双葉社刊「飯盛り侍」第一巻より
今回のグルメマンガは戦国時代が舞台。兜のかわりに鉄鍋をかぶった主人公の足軽・弥八が戦場を舞台に、現地調達で食材を手に入れて、人を活かすごちそうを作っていく。
なんてさらっと書いてしまったけど、戦国時代が舞台だから時代考証が必要で、どんな料理を登場させるか難しいと思うのだけれどもね。史実もからめてニンゲンの普遍のテーマである、食と人を活かすことはなにかということが深く掘り下げられている作品だとおもうよ。
戦国時代だからこそ”活きる”これは”生きる”にも通じるとおもうのだけれども、その弥八の命にたいする思いみたいなものが心を打つんだよね。足軽なんてほんと虫けらのように死んでいくんだよ。それでも”いかす”ためにおいしくて体にいい料理が出てくるのさ。

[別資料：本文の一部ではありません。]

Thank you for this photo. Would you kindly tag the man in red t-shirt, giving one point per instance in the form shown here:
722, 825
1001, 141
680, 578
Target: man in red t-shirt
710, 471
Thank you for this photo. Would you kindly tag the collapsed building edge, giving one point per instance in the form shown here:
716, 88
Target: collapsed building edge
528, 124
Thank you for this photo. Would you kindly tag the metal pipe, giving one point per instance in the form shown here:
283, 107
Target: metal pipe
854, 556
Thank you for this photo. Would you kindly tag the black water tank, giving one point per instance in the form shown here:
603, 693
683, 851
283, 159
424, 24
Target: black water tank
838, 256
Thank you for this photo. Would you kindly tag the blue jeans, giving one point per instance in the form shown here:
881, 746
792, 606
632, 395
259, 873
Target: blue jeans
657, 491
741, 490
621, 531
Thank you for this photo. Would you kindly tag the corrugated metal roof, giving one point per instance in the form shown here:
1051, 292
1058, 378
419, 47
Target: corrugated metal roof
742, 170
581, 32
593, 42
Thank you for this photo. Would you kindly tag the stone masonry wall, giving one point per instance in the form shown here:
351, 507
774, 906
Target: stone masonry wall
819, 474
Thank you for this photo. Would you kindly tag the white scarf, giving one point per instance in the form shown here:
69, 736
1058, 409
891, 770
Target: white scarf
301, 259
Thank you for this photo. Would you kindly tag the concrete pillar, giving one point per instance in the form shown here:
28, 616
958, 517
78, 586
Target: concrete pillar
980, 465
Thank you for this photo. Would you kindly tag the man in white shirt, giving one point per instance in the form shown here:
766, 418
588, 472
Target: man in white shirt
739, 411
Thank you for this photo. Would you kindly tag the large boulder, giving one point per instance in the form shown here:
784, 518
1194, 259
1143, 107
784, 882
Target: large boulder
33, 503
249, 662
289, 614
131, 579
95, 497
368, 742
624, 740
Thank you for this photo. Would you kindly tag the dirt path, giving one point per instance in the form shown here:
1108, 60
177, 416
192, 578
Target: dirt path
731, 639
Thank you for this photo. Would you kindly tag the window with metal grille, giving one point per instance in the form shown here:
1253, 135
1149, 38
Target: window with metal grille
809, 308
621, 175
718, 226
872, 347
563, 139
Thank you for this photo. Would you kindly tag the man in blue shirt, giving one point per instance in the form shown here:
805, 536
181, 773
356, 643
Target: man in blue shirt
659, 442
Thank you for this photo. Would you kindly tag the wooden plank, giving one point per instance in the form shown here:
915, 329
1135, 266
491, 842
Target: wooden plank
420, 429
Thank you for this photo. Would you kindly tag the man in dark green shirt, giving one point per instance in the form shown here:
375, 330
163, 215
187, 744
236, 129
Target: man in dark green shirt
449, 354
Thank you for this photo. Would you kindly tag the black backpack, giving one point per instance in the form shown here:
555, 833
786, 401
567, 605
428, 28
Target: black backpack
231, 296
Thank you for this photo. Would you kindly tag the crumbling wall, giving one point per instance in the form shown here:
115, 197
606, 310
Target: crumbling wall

弥八は最初に九州の龍造寺氏に仕えるのだけど、これもなるほどとうなづかせる。龍造寺隆信って冷酷無比な武将で、晩年は肥満体になって6人がかりで担がれた輿に乗って戦場に行くんだけどさ。
その最期は戦場で置き去りにされてそれで討たれるのね。マンガのなかでも肥満を心配した弥八が薄味の料理を出すんだけど、それに怒って弥八を追い出しちゃうわけさ。
さもありなんという感じがするよね。
戦国時代が舞台とはいえ、現代にも通じるところは多々あるね。白いごはんがごちそうとして出てくるけど、そればかり食べて兵が脚気になるとかね。そういう普遍性もこのマンガを構成する重要な部分かな。
今日のところはこれまで。ごきげんよう。この呼吸が続く限り、俺は君の傍にいる。